The Key to Junior Athlete Rehab
I’ve seen a steady numbers of 12–15-year-old athletes at K-Flow Therapy lately, most coming in with sore knees, tight calves, or that familiar Osgood-Schlatter bump below the kneecap.
They’re training hard, growing fast, and their bodies are simply trying to catch up.
Parents arrive doing all the right things, and naturally ask:
“What should I be doing to help?”
“Should I be stretching them?”
“Do they need to take time off?”
“Should we book more treatment?”
Those questions come from love and responsibility — nothing wrong with that.
But this age group requires a shift in thinking.
This isn’t a time where kids should be looked after.
It’s a time when they need to learn how to look after themselves.
Growing pains aren’t a crisis — they’re a lesson
Around 13-15 years old, the body is in overdrive:
Bones lengthen faster than muscles adapt
Tendons get cranky
Control and coordination lag behind growth
Strength tends to drop before it climbs
Pain in this period rarely means something is “wrong.”
It usually means growth is happening.
So instead of trying to completely remove discomfort, the goal becomes:
Teach the young athlete how to manage their own body, now and for the future.
Why “doing it for them” not good?
When pain shows up, parents often jump straight into action:
Stretching the kid’s legs for them
Telling them what they can and can’t do
Doing all the planning
Explaining the pain to the therapist
Making all the calls on rest and training
Short-term, that feels helpful.
Long-term, it stops kids from learning the one skill they absolutely need as athletes:
Self-management.
If the parent is always:
analysing,
solving,
planning,
reminding…
The child never has to.
They don’t develop that inner compass all successful athletes use:
“How do I feel today?”
“What does this ache mean?”
“What can I still do?”
“When do I need help?”
That compass doesn’t magically appear at age 18.

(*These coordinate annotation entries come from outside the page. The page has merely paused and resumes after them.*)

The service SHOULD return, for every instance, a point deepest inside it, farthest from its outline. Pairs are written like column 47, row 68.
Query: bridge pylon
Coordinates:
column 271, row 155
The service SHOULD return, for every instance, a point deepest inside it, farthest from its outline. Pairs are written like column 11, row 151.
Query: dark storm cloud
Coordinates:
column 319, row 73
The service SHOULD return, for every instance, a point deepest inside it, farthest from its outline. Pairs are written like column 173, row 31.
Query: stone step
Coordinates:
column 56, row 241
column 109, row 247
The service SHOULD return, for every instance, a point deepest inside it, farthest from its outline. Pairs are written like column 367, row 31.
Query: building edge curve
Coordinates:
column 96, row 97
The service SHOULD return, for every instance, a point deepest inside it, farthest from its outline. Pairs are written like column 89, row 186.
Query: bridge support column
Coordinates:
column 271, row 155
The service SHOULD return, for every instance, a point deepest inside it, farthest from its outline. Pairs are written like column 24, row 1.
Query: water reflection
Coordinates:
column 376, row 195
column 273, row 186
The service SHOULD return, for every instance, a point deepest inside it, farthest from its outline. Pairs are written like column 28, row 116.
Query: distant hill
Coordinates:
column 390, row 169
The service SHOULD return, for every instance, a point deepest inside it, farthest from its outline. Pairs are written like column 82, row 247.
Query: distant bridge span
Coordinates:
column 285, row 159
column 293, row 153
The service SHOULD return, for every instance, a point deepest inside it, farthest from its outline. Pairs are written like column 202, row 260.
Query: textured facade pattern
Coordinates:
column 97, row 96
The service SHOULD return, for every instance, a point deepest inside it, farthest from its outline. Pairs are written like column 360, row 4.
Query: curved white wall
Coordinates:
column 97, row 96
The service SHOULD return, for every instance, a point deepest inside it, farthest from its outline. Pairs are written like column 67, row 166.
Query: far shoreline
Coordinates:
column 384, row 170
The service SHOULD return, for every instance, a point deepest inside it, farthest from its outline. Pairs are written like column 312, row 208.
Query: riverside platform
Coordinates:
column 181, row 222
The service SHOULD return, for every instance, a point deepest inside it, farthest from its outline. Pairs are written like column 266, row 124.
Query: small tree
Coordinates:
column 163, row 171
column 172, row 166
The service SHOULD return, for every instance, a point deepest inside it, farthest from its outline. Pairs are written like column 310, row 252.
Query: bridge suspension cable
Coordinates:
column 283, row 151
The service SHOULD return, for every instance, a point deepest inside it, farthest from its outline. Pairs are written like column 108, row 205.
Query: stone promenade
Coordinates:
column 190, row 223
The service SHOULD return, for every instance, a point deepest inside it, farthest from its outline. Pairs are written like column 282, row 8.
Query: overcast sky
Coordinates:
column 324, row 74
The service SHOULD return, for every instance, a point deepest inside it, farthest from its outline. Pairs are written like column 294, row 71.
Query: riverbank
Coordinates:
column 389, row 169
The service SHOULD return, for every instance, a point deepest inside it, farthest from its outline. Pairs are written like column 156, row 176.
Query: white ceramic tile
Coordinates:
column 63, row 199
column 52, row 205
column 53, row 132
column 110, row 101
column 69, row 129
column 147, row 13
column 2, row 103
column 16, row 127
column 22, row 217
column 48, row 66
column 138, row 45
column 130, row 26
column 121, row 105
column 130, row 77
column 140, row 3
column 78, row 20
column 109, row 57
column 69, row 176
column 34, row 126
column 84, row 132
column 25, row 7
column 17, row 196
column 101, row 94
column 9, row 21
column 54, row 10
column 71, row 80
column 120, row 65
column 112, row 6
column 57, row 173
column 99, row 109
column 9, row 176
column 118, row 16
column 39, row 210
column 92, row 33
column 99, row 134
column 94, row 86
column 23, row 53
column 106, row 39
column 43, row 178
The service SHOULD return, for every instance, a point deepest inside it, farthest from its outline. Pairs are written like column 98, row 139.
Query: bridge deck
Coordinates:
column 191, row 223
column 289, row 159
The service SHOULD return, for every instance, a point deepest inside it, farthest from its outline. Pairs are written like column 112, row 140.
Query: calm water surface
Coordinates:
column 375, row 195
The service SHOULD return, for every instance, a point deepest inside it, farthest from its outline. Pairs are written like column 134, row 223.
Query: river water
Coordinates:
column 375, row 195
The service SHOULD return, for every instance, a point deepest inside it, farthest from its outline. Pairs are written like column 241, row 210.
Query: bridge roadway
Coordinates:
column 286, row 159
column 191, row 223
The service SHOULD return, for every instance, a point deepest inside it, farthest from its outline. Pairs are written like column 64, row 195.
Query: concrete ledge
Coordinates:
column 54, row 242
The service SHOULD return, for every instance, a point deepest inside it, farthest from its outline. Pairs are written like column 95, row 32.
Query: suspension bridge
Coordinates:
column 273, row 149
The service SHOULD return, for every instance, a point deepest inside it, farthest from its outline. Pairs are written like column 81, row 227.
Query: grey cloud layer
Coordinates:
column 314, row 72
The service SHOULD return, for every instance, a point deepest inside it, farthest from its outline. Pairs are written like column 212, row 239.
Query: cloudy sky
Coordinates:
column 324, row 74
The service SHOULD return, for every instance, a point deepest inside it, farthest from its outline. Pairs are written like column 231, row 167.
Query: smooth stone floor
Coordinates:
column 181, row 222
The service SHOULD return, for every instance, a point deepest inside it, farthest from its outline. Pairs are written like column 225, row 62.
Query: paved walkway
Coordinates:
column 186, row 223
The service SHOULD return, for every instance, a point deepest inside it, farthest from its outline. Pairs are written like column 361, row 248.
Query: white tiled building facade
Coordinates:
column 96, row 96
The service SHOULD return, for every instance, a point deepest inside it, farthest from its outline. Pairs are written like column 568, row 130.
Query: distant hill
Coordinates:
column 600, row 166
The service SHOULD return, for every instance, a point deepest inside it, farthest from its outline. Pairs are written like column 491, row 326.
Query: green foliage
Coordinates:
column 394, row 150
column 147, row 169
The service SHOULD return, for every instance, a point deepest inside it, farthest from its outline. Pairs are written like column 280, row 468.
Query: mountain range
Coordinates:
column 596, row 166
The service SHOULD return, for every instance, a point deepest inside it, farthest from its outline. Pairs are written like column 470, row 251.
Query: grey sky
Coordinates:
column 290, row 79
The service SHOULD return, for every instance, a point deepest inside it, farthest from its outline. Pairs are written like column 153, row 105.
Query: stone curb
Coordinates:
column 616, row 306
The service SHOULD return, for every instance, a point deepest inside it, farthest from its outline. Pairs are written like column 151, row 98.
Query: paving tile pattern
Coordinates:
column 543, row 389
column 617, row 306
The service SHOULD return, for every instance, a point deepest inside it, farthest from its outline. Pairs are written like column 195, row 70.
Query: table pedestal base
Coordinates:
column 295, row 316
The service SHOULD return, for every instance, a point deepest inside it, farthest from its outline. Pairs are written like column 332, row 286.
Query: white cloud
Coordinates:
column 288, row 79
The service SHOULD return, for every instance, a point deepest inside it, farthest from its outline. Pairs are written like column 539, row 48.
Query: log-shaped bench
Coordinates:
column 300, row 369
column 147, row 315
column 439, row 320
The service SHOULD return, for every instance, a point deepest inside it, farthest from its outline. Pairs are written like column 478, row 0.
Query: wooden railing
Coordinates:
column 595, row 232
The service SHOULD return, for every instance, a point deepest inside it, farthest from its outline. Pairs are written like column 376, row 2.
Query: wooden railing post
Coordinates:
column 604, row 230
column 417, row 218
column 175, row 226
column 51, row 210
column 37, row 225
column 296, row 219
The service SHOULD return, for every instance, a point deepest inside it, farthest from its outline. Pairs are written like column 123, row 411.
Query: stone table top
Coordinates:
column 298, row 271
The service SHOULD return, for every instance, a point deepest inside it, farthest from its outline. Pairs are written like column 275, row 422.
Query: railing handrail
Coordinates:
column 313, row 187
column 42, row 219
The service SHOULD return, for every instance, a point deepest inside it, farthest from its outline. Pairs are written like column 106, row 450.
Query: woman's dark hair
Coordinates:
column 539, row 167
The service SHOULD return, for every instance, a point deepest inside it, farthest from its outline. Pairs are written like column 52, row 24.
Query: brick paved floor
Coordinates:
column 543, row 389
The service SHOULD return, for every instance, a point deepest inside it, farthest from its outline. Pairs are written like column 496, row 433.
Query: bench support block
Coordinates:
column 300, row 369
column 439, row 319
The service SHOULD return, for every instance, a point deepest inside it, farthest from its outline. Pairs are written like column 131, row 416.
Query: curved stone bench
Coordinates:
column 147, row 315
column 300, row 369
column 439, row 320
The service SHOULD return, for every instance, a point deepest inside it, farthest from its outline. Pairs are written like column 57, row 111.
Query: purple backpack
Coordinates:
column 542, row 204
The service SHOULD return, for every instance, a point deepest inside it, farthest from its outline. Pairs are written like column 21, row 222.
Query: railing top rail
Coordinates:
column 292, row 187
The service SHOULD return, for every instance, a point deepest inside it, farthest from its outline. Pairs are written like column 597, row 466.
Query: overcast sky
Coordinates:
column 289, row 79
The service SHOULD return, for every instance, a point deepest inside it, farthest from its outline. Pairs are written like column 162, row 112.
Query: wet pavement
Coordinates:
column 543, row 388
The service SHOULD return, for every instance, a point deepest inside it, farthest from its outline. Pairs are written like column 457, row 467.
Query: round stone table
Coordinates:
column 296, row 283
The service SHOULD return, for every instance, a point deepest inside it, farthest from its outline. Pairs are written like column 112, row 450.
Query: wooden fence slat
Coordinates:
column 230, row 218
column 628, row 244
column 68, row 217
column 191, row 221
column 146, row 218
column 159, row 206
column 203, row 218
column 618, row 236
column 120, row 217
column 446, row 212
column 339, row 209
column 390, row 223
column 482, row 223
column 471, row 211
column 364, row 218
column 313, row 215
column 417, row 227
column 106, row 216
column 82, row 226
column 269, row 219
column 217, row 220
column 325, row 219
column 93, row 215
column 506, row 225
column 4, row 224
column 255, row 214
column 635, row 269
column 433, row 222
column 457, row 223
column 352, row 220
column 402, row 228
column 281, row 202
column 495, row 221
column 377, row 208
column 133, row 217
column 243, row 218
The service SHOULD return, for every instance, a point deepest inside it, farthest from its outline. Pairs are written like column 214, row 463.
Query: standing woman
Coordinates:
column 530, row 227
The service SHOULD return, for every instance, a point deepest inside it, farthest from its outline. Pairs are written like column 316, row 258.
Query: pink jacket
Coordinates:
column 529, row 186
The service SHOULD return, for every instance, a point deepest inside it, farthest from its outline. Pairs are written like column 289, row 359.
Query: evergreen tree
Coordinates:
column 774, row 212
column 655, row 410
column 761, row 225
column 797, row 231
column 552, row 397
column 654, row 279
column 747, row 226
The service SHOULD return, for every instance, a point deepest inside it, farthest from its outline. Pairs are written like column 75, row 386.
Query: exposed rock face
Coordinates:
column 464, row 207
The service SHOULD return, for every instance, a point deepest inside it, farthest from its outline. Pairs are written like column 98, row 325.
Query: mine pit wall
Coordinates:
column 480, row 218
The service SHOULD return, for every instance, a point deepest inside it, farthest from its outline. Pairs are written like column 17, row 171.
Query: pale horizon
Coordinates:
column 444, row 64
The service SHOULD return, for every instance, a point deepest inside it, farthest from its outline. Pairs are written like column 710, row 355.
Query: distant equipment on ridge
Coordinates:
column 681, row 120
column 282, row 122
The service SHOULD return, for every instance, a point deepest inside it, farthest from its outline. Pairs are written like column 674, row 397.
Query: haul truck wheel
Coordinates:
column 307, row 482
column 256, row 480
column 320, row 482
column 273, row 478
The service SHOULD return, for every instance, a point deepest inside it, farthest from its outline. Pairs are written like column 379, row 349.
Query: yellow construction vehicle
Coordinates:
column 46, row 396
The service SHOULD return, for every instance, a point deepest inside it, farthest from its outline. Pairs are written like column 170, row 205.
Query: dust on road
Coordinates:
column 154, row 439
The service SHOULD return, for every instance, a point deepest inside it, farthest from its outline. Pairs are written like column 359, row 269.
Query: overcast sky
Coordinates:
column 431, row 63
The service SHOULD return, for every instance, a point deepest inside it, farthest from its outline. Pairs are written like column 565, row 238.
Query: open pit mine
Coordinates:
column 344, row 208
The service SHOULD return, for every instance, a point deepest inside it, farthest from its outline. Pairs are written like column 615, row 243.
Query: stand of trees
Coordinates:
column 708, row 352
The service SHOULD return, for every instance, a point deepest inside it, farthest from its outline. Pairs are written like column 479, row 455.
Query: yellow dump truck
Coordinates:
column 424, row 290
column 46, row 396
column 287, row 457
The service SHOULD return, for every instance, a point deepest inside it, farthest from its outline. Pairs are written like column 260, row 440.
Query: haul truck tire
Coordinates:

It’s built slowly, right here, right now.
Reality check: Pros aren’t handheld
Many parents picture a future where their kid joins a rep side, academy or pro club and gets fully managed.
Here’s the truth:
Most pros aren’t monitored 24/7
They train tired
They play with soreness
They rehab between training sessions
They only see trainers when they ask
And yes, sometimes no one checks in
A professional athlete is basically a small business.
Their body is their money maker.
If it breaks, their career stalls.
No one fixes it for them.
The players who last for long are not just the most talented, they’re the ones who know their body and take responsibility for it.
And that starts way before they sign a contract.
So where do parents fit?
Not as helicopters, managers, personal physios and appointment schedulers
But as safety nets
A great parent of a young athlete:
teaches skills gradually
gives space to try and fail
lets the kid lead decisions
only steps in when needed
stays supportive rather than controlling them
Kids rise to the level of responsibility they’re trusted with.
Independence beats talent in the long run
At this age, a kid might shine because:
they’re fast,
they’re tall,
they’ve got a strong kick.
But at 18–20, everyone catches up.
The separating factors become:
consistency
resilience
ability to train through niggles
knowing when to push and when to pull back
sticking with the sport instead of burning out
Those aren’t traits parents can give them.
They’re traits kids have to develop themselves.
Bottom line
If your child wants to keep climbing the ladders whether it’s local club footy or dreaming bigger, the most valuable gift you can offer isn’t constant help.
I think it’s gradually stepping back.
Let them:
stretch without being asked
communicate pain to coaches and club trainers
take ownership of rehab plans
learn from mistakes
build confidence through doing, not watching
And remind them “It’s your body. You’ve only got one. Learn it, look after it, and it’ll take you anywhere you want.”
We’ll always be here when they need a reset, but the real win is when they don’t need us very often.